Spanners in the works
Instead of fixing these problems, Mr Trump looks likely to make manufacturing in America an even trickier proposition.
His efforts to clamp down on immigration and deport those who have made their way into the country illegally risk worsening labour shortages both in factories and on construction sites. His tariffs are raising the cost of everything from the steel needed to build manufacturing facilities to the machinery that fills them. They are also making it more expensive to import raw materials and parts; almost a third of the intermediate inputs used in American manufacturing are imported.
Then there is the uncertainty created by Mr Trump’s tariff flip-flopping. Many bosses say they are still waiting for clarity on what duties will be imposed on which countries before they make any changes to their production footprints.

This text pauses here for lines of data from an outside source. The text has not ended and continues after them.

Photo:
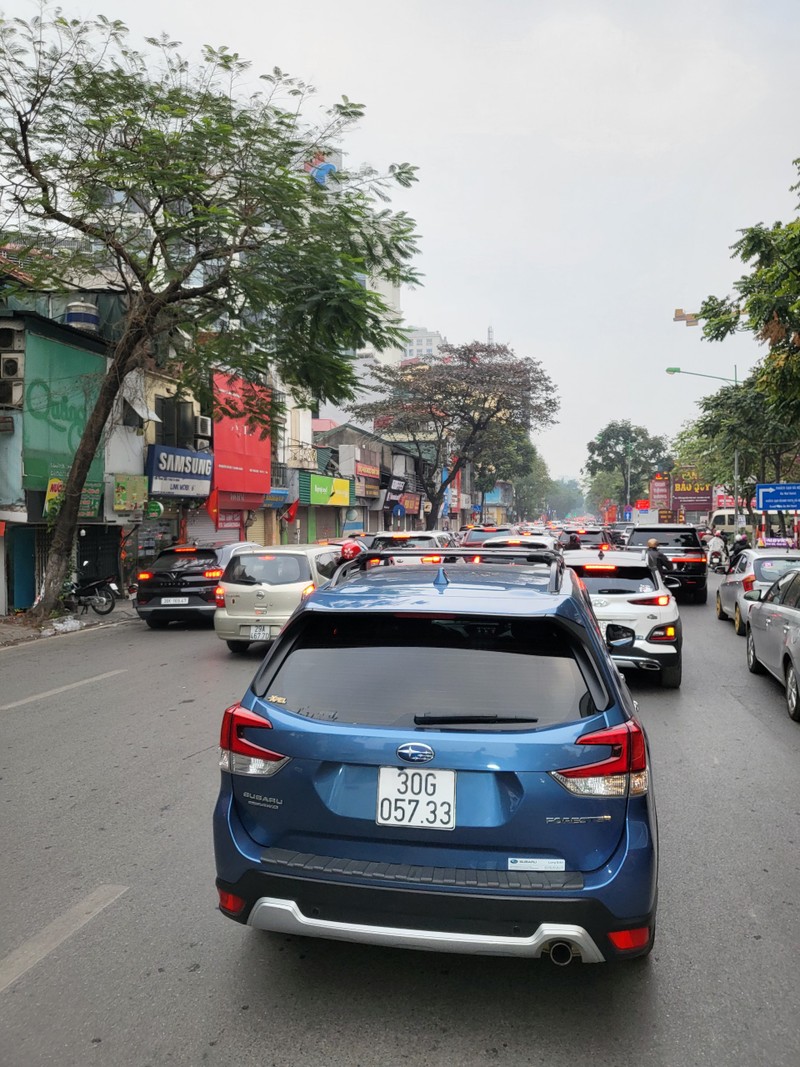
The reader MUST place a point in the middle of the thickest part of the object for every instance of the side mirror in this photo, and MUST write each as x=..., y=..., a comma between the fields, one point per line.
x=618, y=636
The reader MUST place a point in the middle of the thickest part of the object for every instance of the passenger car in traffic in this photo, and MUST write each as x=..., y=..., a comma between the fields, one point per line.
x=773, y=635
x=626, y=592
x=484, y=787
x=180, y=582
x=259, y=589
x=753, y=569
x=682, y=545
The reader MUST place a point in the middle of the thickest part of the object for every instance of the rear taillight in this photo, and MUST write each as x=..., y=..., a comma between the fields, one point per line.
x=664, y=634
x=623, y=773
x=243, y=757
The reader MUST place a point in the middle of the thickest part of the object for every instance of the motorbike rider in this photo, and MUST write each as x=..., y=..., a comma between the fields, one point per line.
x=656, y=559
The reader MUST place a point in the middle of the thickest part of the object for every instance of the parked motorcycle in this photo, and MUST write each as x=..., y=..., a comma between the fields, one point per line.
x=96, y=593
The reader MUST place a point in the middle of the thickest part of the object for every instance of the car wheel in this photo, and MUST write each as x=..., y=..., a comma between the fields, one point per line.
x=754, y=664
x=793, y=697
x=671, y=677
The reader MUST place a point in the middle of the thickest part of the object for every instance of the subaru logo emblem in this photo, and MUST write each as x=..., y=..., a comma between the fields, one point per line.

Although factory jobs in America have dwindled, the country has continued to play a central role in global supply chains, including by developing world-leading intellectual property in areas from semiconductors to pharmaceuticals. Nearly $US1trn-worth of research and development takes place in America each year, more than in any other country.
By jeopardising America’s trade ties, Mr Trump puts all that at risk. Instead of yearning for a return to the past, the president should let America get on with designing the future.